For Smith, there is a ‘stark contrast’ between the values of Johnson’s government and Starmer’s Labour, which she feels is important in the current climate: “We’ve got Ukraine, we’ve had the pandemic, we’ve got the cost of living crisis. Petrol prices aren’t just going up now. The cost of living crisis isn’t just a problem now because of the pandemic and Ukraine. This is something where consciously government has been taking decisions that are making it harder for working people, the national insurance increase for example, all those things are making it harder”.
She says it is Labour which understands what people are going through. “Labour was talking about energy security before this crisis came along. We were talking about the cost of living before the crisis came along. We were talking about climate change before it came along, and so it just shows that all of the values and things we were saying are more important now than ever before, but they’re not new to us. It’s just the way we are.”
And as one of the longest serving members in the shadow cabinet, Smith feels positive about Labour’s future. “We could walk into Downing Street and government departments tomorrow and be ready to do that job, I’m not sure if I’ve said that for some time. We can say it now. And that should give us the encouragement we need.”
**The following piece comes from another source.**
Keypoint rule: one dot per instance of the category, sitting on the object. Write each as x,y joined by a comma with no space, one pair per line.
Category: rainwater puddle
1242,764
“I got elected in 1997,” she adds. “And in 1992 everyone went ‘we’re gonna win this.’ I was working in Basildon then and thinking, I’m not so sure, it’s not looking so great. And we didn’t. And then come ‘97 we never took our foot off the accelerator at any time, we just kept on and on. I don’t think there were any of us that were fighting seats or our campaigns teams that weren’t exhausted the day after the election.”
“I think that we will work ourselves into the ground between now and the election to win it. And we will recoup the energy by winning and being ready to govern.”
“And I hope that some of the things we do in the Lords can give some hope and encouragement to the people. But it’s not just us in the Lords, it’s us working with our Labour colleagues in the House of Commons and the party as a whole that can do these things together to make a difference.”